Empirical evaluation
- Datasets: As the highlight of the paper is VAEM's ability to model heterogeneous data, it'd be very helpful to mention what kind of heterogeneity is present in the datasets used for empirical evaluation.
- Likelihood scaling: In the introduction, the paper claims that naively training a VAE on heterogeneous data can be difficult because "the contribution that each likelihood makes to the training objective can be very different, leading to challenging optimization problems in which some data dimensions may be poorly-modeled in favor of others". This naturally brings up the question of whether careful tuning of the scaling coefficient for the likelihood function of each dimension could ease the aforementioned optimization difficulties. The "VAE-adaptive" baseline seems to be a data-dependent attempt at this, but I'm not convinced that a single minibatch is sufficient for computing the coefficients for each data type (as described in Appendix C.1.2). In particular, it'd be interesting to see if VAEM would outperform a (possibly hierarchical) VAE with more carefully tuned scaling factors for each dimension to rule out the possibility that the poor performance of vanilla VAE baselines is simply due to hyperparameter tuning.
- Ablation study: To empirically verify that the proposed approach indeed improves performance of other VAE models, it would have been nice to see an ablation test on a few different architectures. For example, a more powerful VAE model (e.g. Ladder VAE) could be used to model the data with or without the first layer containing marginal VAEs.
- Choice of evaluation task: It's unclear why SAIA was chosen as an evaluation metric when the focus is on handling the heterogeneity in data. Could authors elaborate further on the motivation behind why SAIA was used?
[1] Nazabal, Alfredo, et al. "Handling incomplete heterogeneous data using vaes." Pattern Recognition (2020): 107501.

__ Correctness__: Experiment setup
- Baseline architecture: The comparison made between VAEM and vanilla VAE does not seem fair, given that VAEM has two layers of hierarchical latent variables whereas both VAE and VAE-extended have a single layer of latent variable. It would be nice to see how VAEM compares to a two-layer hierarchical VAE with matching latent dimensions.

__ Clarity__: The overall writing quality of the paper is good, although there are a few typos throughout the paper. These typos very minor, however, and do not obfuscate the clarity of the exposition.

__ Relation to Prior Work__: The paper properly discusses how it differs from existing work.

__ Reproducibility__: Yes

__ Additional Feedback__: - In Table 1, why are some negative log-likelihood values negative? For discrete variables (i.e. categorical and ordinal), the corresponding marginal probability mass should be at most 1. So the only way for the NLL to be negative would be if the model assigned a very high density on some values for a continuous variable (which is definitely possible when the model overfits, but also possible even when it doesn't). This may not be an issue, just wanted to double check that these numbers made sense.
- For the VampPrior used in the models. how were the pseudo-inputs u_k chosen? Specifically, the last sentence of Section 2.2 (line 102) states that they are a subset of data points. But how were those data points chosen?
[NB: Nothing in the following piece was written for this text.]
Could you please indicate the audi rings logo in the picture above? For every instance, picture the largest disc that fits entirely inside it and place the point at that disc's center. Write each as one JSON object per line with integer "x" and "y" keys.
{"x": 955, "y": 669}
__ Summary and Contributions__: The authors propose a deep generative model to handle heterogeneous data (as in different likelihood models) that uses a two-stage procedure: first train a series of standard VAEs for each univariate marginals in parallel, then combine them by training a globall VAE on each. In such a way the first stages just perform Gaussianization for marginals, delivering an homogeneous space for the global, second VAE to perform (approximate) density estimation.

__ Strengths__: The major strength of the paper is providing evidence that the two-stage approach in VAEs can help alleviate the misproportioned contributions of the different likelihood models.

__ Weaknesses__: One weak point is the presentation: the first stage idea is not really dependent on VAEs and can be realized in several ways, for instance the one in [1] which provides a more principled way to deal with heterogeneous likelihood models. In fact, the current first/local stage is just a mean for Gaussianization but it is agnostic of the statistical data type of the input distribution and assumes inputs are only Reals with infinite support or Categoricals.
[1] - Valera, Isabel, and Zoubin Ghahramani. "Automatic discovery of the statistical types of variables in a dataset." International Conference on Machine Learning. 2017.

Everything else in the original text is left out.